Scholars and students gathered in the Murray Room Friday for an all-day symposium honoring the late Ken Kersch.
“He was an extraordinary colleague, scholar, and mentor,” said Jonathan Laurence, current director of the Clough Center for the Study of Constitutional Democracy.
Kersch, a former professor of political science and former director of the Clough Center, died in November 2024
The event, “Constructing the Constitutional Imagination,” invited legal and political science scholars to discuss American conservatism and the Constitution—Kersch’s fields of study—and his impact on the University.
“The Constitution embodies a hope for a certain kind of politics in a certain sort of polity, and its maintenance depends on the modicum of unwritten norms concerning civic spirit, good faith, participation in a pluralist polity, generosity, honor, and self-restraint,” said Laurence.
A revered teacher and author of five books, Kersch was the recipient of the American Political Science Association’s 2020 C. Herman Pritchett award for the best book on law and courts.
The conference, co-sponsored by the Boston College Law School and the political science department, coincided with the publication of a special issue of the Journal of American Constitutional History that engaged with Kersch’s rich work across political science, history, and law.
Laurence noted that hiring Kersch was an early success for the political science department, leading to a significant increase in the University’s research and teaching excellence.
“He arrived at BC as the inaugural director of the Clough Center, setting a standard of academic excellence and student engagement for all who follow him,” Laurence said. “Ken would have been very impressed by today’s program, although he might well have been shy about the attention.”
The first panel focused on Kersch’s 2019 book, Conservatives and the Constitution.
Linda McClain, the Robert Kent professor of law at Boston University, discussed how Kersch’s work highlighted the power of narratives in shaping political movements within the American right.
“Ken cautioned liberals that they were still punching in the dark because they really didn’t understand the importance of narrative and how important it is to see how narrative is a motivating force,” McClain said. “There’s a narrative war going on in American history right now about civics.”

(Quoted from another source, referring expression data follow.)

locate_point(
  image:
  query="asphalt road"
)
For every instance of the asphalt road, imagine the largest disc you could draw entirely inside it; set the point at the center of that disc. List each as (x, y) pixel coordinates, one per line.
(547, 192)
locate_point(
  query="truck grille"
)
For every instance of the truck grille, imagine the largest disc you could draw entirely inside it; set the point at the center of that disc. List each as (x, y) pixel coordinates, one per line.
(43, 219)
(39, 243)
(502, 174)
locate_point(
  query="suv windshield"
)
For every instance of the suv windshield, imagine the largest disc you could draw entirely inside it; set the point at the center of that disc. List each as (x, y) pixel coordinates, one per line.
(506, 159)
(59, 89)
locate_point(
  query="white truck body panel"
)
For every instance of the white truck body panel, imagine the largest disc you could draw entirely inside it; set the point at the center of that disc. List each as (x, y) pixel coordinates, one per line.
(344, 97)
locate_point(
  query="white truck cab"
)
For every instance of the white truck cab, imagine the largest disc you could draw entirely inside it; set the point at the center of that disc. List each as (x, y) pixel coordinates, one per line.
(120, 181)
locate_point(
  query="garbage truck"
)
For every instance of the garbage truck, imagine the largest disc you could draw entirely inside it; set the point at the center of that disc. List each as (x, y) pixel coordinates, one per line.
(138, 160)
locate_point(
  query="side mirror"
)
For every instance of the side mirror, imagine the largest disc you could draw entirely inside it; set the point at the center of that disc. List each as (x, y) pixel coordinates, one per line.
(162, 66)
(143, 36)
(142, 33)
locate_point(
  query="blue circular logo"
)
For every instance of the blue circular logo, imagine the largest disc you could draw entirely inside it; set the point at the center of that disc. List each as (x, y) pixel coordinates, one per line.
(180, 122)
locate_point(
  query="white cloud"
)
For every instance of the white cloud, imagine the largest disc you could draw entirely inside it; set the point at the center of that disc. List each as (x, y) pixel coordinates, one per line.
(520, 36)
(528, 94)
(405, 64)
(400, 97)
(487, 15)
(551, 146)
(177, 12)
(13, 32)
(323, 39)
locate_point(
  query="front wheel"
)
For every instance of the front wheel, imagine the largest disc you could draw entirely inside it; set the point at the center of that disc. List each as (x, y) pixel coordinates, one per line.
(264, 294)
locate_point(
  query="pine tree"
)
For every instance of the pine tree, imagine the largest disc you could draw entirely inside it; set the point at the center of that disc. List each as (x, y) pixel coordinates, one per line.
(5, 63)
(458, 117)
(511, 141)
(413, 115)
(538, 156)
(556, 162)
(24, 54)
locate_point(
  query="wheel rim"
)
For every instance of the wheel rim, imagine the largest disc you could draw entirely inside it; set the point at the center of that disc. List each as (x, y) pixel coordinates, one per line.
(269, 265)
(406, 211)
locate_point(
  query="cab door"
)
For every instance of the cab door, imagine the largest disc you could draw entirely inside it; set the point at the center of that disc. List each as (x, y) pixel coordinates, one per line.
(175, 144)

Logan Sawyer, a professor at the University of Georgia School of Law, argued that Kersch’s research helped scholars understand that originalism—the idea that the Constitution should be interpreted based on its original meaning—was not the only way conservatives imagined the law.
“Ken enabled us to pose the question, will originalism be cast aside in favor of more overt, substantive conservative constitutional theorizing now, or will conservative constitutional thinking still wear the garb of originalism?” Sawyer said. “I think based on Ken’s work, I would not be surprised to see if that remains the style of rhetoric.”
Aziz Rana, the J. Donald Monan, S.J., professor at BC Law, reflected on Kersch’s ability to engage with all ideas, regardless of whether there is common ground.
“He had this capacity to engage with what you might call a sympathetic hermeneutics,” Rana said. “Whether or not he agreed with you, or whether or not he was studying somebody that he shared the same cultural or political sympathies, he had the ability to think from within the terms of how they might imagine their arguments.”
The symposium continued throughout the afternoon with panels on civil liberties and constitutional development, offering scholarly deliberation as well as heartfelt appreciation for the personal and professional legacy that Kersch left behind.
“We miss him sorely today, but he left us all better equipped to understand political developments around us,” Laurence said. “It’s all of us who carry on his traditions, whether his dedication to rigorous independent-minded scholarship, or his imperative to experience life with healthy skepticism and a keen sense of humor.”